Thanks again for the comprehensive information!  Have a great day,

-Ward


> Full Name: David Knaak
> Email Address: address@hidden
> Organization: Cray Inc.
> Package Version: 4,3,3,1
> Operating System:
> Hardware:
> Description of problem: This ticket is directly related to these tickets:
> 
> 08 Apr 2015
> [netCDF #KZJ-320086]: Short read are not managed?
> http://www.unidata.ucar.edu/support/help/MailArchives/netcdf/msg13072.html
> 
> 23 Mar 2015
> [netCDF #PDZ-683250]: Short read are not managed?
> http://www.unidata.ucar.edu/support/help/MailArchives/netcdf/msg13053.html
> 
> Cray has analyzed the short read situation.  We believe we understand
> the problem and have a proposed fix for NetCDF.
> 
> Due to a combination of factors, this short read issue has shown up on
> Cray systems with Lustre file systems.  But this issue is not limited Cray
> systems nor is it limited to Lustre file systems.  I will start with the
> specifics for Cray and Lustre but will then generalize it.
> 
> The first factor is that a major change introduced with Lustre 2.5 has
> caused behavior that is, by POSIX standards, legal, but is not the intended
> Lustre behavior.  The behavior is that a race condition can occur in Lustre
> that sometimes causes a read request to be only partially satisfied with
> a single read call.  This race condition is more likely to occur on large
> and very busy file systems but could occur on any Lustre 2.5 file system.

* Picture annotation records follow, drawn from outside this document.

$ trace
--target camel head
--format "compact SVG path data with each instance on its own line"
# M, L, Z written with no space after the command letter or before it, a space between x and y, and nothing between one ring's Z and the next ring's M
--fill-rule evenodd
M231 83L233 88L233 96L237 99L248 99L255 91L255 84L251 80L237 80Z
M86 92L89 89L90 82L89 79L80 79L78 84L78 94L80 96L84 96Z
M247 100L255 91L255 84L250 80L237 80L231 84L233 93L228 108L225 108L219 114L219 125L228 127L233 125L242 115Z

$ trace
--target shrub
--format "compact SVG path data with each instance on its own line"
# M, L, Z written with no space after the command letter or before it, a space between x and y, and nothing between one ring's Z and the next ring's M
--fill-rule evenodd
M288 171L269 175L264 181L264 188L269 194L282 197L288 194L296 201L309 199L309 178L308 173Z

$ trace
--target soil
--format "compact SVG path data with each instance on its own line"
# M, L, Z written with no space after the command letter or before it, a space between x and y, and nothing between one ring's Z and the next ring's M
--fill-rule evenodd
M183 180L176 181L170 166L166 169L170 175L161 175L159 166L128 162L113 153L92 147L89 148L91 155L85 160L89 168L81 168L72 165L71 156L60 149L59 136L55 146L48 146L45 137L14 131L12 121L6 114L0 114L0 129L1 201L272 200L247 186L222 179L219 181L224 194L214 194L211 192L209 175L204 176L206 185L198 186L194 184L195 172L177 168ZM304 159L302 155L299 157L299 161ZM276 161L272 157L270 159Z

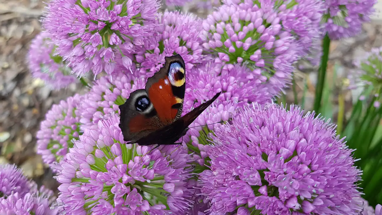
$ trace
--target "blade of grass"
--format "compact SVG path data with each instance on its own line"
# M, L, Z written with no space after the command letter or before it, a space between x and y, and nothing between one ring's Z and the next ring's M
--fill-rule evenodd
M319 112L321 107L321 100L322 97L322 91L325 81L325 75L326 67L328 65L329 59L329 47L330 44L330 39L328 34L325 35L322 41L322 56L321 58L321 65L317 75L317 85L316 87L316 95L314 97L314 109L316 112Z

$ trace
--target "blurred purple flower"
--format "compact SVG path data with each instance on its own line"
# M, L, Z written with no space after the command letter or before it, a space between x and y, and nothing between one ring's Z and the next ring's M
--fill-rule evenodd
M152 35L159 6L157 0L53 0L42 25L74 73L110 75L115 51L141 46Z
M377 88L382 86L382 46L372 48L365 53L354 63L356 70L350 73L348 78L351 88L360 85L373 85Z
M68 215L184 214L193 192L185 187L189 168L177 162L184 156L168 161L158 149L147 155L150 147L126 144L119 122L117 115L107 114L56 166L59 210Z
M201 20L196 16L166 11L156 25L154 36L144 39L144 46L134 53L142 73L152 76L163 66L165 57L176 54L182 56L188 71L201 62L199 34L202 29Z
M361 208L353 150L334 125L275 104L246 107L215 128L200 174L213 214L354 214ZM241 208L239 206L242 206ZM237 210L236 210L236 209Z
M216 62L243 64L280 89L291 82L292 64L301 57L302 47L270 8L223 5L203 23L203 46L217 53Z
M30 185L28 179L16 165L0 165L0 197L16 192L23 197L29 192Z
M96 80L78 108L81 130L96 129L101 116L118 113L118 106L125 103L130 93L144 89L146 80L144 77L136 79L132 85L132 80L124 75L112 78L104 76Z
M269 83L263 83L266 77L262 77L259 71L255 75L245 66L238 64L223 68L221 64L205 62L189 71L186 75L183 115L215 93L223 92L217 101L190 125L198 127L190 128L188 135L183 137L183 142L194 152L194 158L202 165L207 156L205 150L209 147L209 141L211 140L209 134L219 124L203 125L227 121L237 108L255 101L265 104L280 93L277 90L279 89L274 89L274 86Z
M323 1L326 10L322 16L325 31L331 39L354 36L361 33L362 24L370 21L377 0Z
M80 130L78 108L83 97L78 94L53 104L41 122L37 132L37 153L45 163L60 162L73 146L72 140L78 140Z
M51 88L59 90L77 80L62 58L55 55L56 46L52 37L51 34L44 32L36 36L32 41L27 60L34 78L40 78Z
M175 6L182 7L187 3L192 2L193 0L165 0L165 4L168 6Z
M0 214L56 215L58 210L50 208L55 200L53 195L53 191L42 186L39 192L36 190L25 195L16 192L0 198Z
M382 215L382 205L380 204L376 206L376 215Z
M299 53L301 55L307 54L312 44L322 35L320 22L325 8L321 0L297 0L292 2L225 0L223 2L228 5L238 5L243 10L260 12L256 18L251 20L254 21L255 24L260 23L258 20L260 18L267 23L265 26L269 26L267 28L272 29L272 25L276 26L277 24L280 24L282 31L290 33L298 45L302 47L301 52ZM235 3L235 2L238 2L240 3ZM246 16L244 15L242 16ZM267 42L261 39L260 40L264 43Z

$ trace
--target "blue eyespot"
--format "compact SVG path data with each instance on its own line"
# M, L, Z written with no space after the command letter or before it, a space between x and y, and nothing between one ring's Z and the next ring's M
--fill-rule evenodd
M150 105L150 100L146 96L138 98L135 102L135 108L139 111L144 111Z

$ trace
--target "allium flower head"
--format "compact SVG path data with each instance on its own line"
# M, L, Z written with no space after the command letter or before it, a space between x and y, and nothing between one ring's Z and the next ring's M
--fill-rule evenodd
M42 24L78 75L91 70L111 75L114 51L141 46L152 36L159 7L157 0L53 0Z
M32 41L28 52L27 60L32 76L40 78L53 89L60 89L75 83L77 78L71 75L71 69L55 55L56 46L51 39L52 35L41 32Z
M0 197L16 192L23 197L29 188L28 179L16 165L0 165Z
M302 48L280 23L271 7L223 5L203 22L202 38L207 42L203 46L217 53L215 62L247 65L282 88L290 82Z
M362 24L369 22L377 0L324 1L326 11L322 22L331 39L353 36L361 33Z
M372 85L376 88L382 87L382 47L372 48L354 62L358 67L357 72L351 74L351 80L354 83Z
M82 130L97 128L101 116L119 113L119 106L125 103L130 93L144 88L146 81L144 77L132 81L126 75L113 78L104 76L96 81L78 108Z
M55 200L53 195L53 191L42 186L40 192L31 192L25 195L16 192L6 198L0 198L0 214L56 215L58 210L52 207Z
M209 134L219 124L204 125L227 121L235 112L235 109L249 102L257 101L265 104L280 93L272 85L263 83L266 77L259 74L254 75L245 66L236 64L222 68L221 64L206 62L200 64L189 71L186 81L183 115L208 101L215 93L222 95L210 107L207 108L190 125L189 135L183 137L193 152L194 158L199 164L204 163L205 150L209 147Z
M215 128L200 174L210 212L219 214L354 214L361 171L333 124L272 104L248 107ZM241 207L240 207L241 206Z
M360 210L358 211L357 214L361 215L377 215L377 212L374 211L372 207L369 205L369 202L361 197L356 197L353 198L353 200L358 201L358 205L361 207ZM376 206L376 211L378 205Z
M163 66L165 57L177 54L184 60L186 70L201 62L201 21L196 16L166 11L156 24L154 36L144 39L143 47L135 54L142 72L154 74Z
M59 210L76 215L183 214L193 191L185 187L188 168L178 161L187 153L169 158L156 149L146 154L149 147L126 144L119 122L115 114L107 114L58 165Z
M73 139L82 134L77 108L82 99L76 94L53 105L41 122L36 135L37 153L46 163L60 161L73 147Z

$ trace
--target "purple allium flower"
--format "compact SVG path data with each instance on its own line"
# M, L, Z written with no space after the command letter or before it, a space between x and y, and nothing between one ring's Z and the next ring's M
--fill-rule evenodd
M217 53L215 62L242 63L256 75L260 70L270 83L282 88L290 83L292 64L301 57L302 48L279 24L277 15L271 7L244 10L223 5L203 22L202 38L207 42L203 46Z
M71 75L71 69L62 58L55 55L56 46L51 39L52 35L41 32L32 41L27 56L29 69L32 76L40 78L55 89L67 86L77 81Z
M82 134L77 108L83 99L78 94L69 97L53 105L45 114L36 135L37 153L45 163L60 161L73 147L73 139Z
M354 214L361 171L335 125L272 104L239 111L215 128L211 170L199 179L210 212ZM239 208L241 207L241 208ZM236 210L236 209L237 209Z
M319 40L322 35L320 22L325 8L321 0L297 0L291 2L271 0L244 0L241 2L244 3L238 4L234 2L240 1L223 1L228 5L238 5L241 10L250 9L254 12L259 11L263 13L259 14L261 16L259 16L267 23L265 26L269 26L267 28L272 28L272 25L280 24L282 30L290 33L298 44L303 47L300 53L302 55L307 54L312 44ZM254 18L253 21L257 20L257 22L254 23L259 23L259 18ZM267 42L261 39L260 40Z
M377 88L382 86L382 47L372 48L355 60L354 64L358 69L350 74L352 86L359 84L372 85Z
M157 0L53 0L42 24L74 73L110 75L115 51L141 46L152 36L159 6Z
M146 80L142 77L132 81L126 75L112 79L104 76L96 80L78 108L81 130L95 129L101 116L119 113L118 106L125 103L130 93L144 88Z
M29 192L30 187L28 179L16 165L0 165L0 197L16 192L22 197Z
M355 197L353 198L353 200L358 201L358 205L361 207L361 209L358 211L357 215L377 215L377 214L374 213L374 208L373 208L373 207L369 205L369 202L362 197ZM377 207L376 207L376 208Z
M209 147L211 139L208 135L219 124L202 125L227 121L238 107L255 101L265 104L280 93L273 85L262 83L267 78L262 77L259 71L254 75L245 66L239 64L227 67L229 69L222 68L220 64L206 62L198 65L186 75L183 115L193 106L197 107L216 93L223 92L217 101L190 125L198 127L190 128L188 135L183 137L183 142L194 152L194 158L201 165L204 163L204 151Z
M144 40L144 45L134 54L141 72L152 76L163 66L165 57L179 54L189 71L201 62L201 21L190 14L166 11L156 23L156 33ZM127 54L127 53L124 53Z
M183 214L193 192L185 186L189 167L180 165L187 153L168 157L156 149L147 155L150 147L126 144L119 122L117 115L107 114L96 129L85 130L57 166L59 210L76 215Z
M182 7L186 3L192 2L193 0L165 0L165 4L167 6Z
M188 186L196 189L195 190L195 192L192 198L194 204L186 213L188 215L204 215L209 208L209 203L204 196L200 195L200 189L197 187L197 186L200 184L200 182L195 179L190 179L188 181Z
M53 195L53 191L42 186L40 192L28 192L24 195L16 192L6 198L0 198L0 214L56 215L58 210L51 209L55 200Z
M361 33L362 24L370 21L377 0L323 1L325 29L331 39L353 36Z
M380 204L376 206L376 215L382 215L382 205Z
M312 45L308 55L304 58L308 60L313 66L318 66L321 62L322 56L322 41L318 40Z

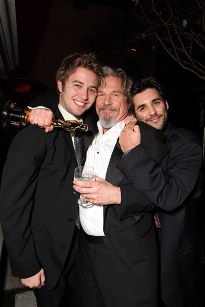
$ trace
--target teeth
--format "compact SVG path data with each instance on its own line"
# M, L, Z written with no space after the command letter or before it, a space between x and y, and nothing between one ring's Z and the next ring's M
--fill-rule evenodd
M75 103L77 103L77 104L78 104L78 105L85 105L85 103L84 103L83 102L80 102L80 101L78 101L78 100L73 100L73 101L75 102Z

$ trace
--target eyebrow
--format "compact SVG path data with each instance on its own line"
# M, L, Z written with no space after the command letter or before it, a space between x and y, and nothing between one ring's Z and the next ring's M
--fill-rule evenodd
M163 102L162 99L159 97L157 97L157 98L154 98L154 99L152 99L152 102L154 102L155 101L157 101L157 100L161 100L161 101L162 101ZM140 108L140 107L142 107L142 106L145 106L146 104L146 103L142 103L141 104L140 104L138 106L137 109L139 109L139 108Z
M79 81L79 80L74 80L72 83L80 83L80 84L84 84L84 82L82 82L81 81ZM95 90L97 90L97 87L96 86L95 86L95 85L91 85L90 86L90 87L93 88L93 89L95 89Z
M103 90L101 90L101 91L98 91L98 93L103 93ZM113 94L114 93L118 93L118 94L122 94L122 92L121 92L121 91L118 91L118 90L116 90L116 91L115 90L114 90L113 91L112 91L112 92L111 92L112 94Z

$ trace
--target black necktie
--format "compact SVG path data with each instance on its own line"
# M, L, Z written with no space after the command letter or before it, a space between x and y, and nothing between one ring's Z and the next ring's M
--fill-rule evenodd
M77 166L81 166L84 156L84 145L83 133L80 130L77 130L75 133L74 144Z
M78 166L80 166L83 163L83 159L84 156L84 144L83 144L83 136L82 131L80 130L77 130L75 133L74 144L75 147L75 157L77 160ZM76 226L80 228L80 220L79 215L79 212L77 216L76 223Z

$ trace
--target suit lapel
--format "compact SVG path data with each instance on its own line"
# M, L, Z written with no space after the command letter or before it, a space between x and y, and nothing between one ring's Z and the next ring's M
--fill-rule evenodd
M107 170L106 180L113 185L119 186L124 174L116 168L116 165L121 159L123 152L117 140L110 158Z
M106 173L106 180L116 186L119 186L124 177L124 174L116 166L121 159L123 152L121 150L118 140L114 147L108 164ZM104 223L106 211L109 205L104 206Z
M57 108L56 109L56 110L55 111L55 113L54 113L54 116L55 116L55 117L56 118L57 118L57 119L65 120L65 119L64 119L62 114L60 112L58 108ZM56 129L58 129L58 128L56 128ZM64 139L64 140L66 143L66 146L67 146L68 149L69 150L69 152L70 152L70 155L71 155L71 158L73 161L73 162L75 164L76 164L76 167L77 167L77 165L76 159L75 158L75 150L74 150L73 144L73 142L72 141L72 139L71 139L71 137L70 132L69 132L68 131L66 131L65 130L61 130L60 129L59 129L58 133L60 134L62 136L62 137Z

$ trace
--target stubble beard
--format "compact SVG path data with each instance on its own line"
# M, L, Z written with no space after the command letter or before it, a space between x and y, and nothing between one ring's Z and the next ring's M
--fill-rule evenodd
M159 117L159 115L161 118L162 118L162 122L153 124L150 123L150 121L151 120ZM144 122L146 124L155 128L155 129L157 129L157 130L162 130L162 131L164 131L167 129L167 125L168 124L168 114L167 111L167 112L163 114L157 114L156 115L155 115L153 116L150 116L149 118L147 118L146 119L144 119L143 118L140 118L140 116L138 116L137 117L137 119L138 121Z

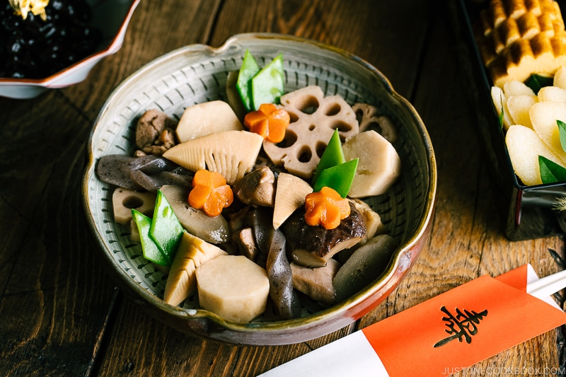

> Technically speaking, this is not a bug because POSIX semantics allows
> this (see below).  But this is not the intended behavior of Lustre and
> Lustre will be modified in a future release so that this does not happen.
> 
> The second factor is that not all programs and libraries properly handle
> the case of a short POSIX read or POSIX write.  This is the case with UCAR
> NetCDF when the creation mode is NC_CLASSIC_MODEL.  It may also be the
> case in other libraries and many user programs that are not properly coded.
> 
> In general, if a program calls read or write without checking for the
> number of bytes actually transferred and reading again if necessary
> then the program is exposed to the issue.  POSIX does not guarantee
> that a single read call will read all of the bytes requested or that a
> single write call will write all of the bytes requested.  Quoting from
> opengroup.org:
> 
> http://pubs.opengroup.org/onlinepubs/009695399/functions/read.html
> 
> Upon successful completion, where nbyte is greater than 0, read() shall
> mark for update the st_atime field of the file, and shall return the
> number of bytes read. This number shall never be greater than nbyte. The
> value returned may be less than nbyte if the number of bytes left in
> the file is less than nbyte, if the read() request was interrupted by a
> signal, or if the file is a pipe or FIFO or special file and has fewer
> than nbyte bytes immediately available for reading. For example, a read()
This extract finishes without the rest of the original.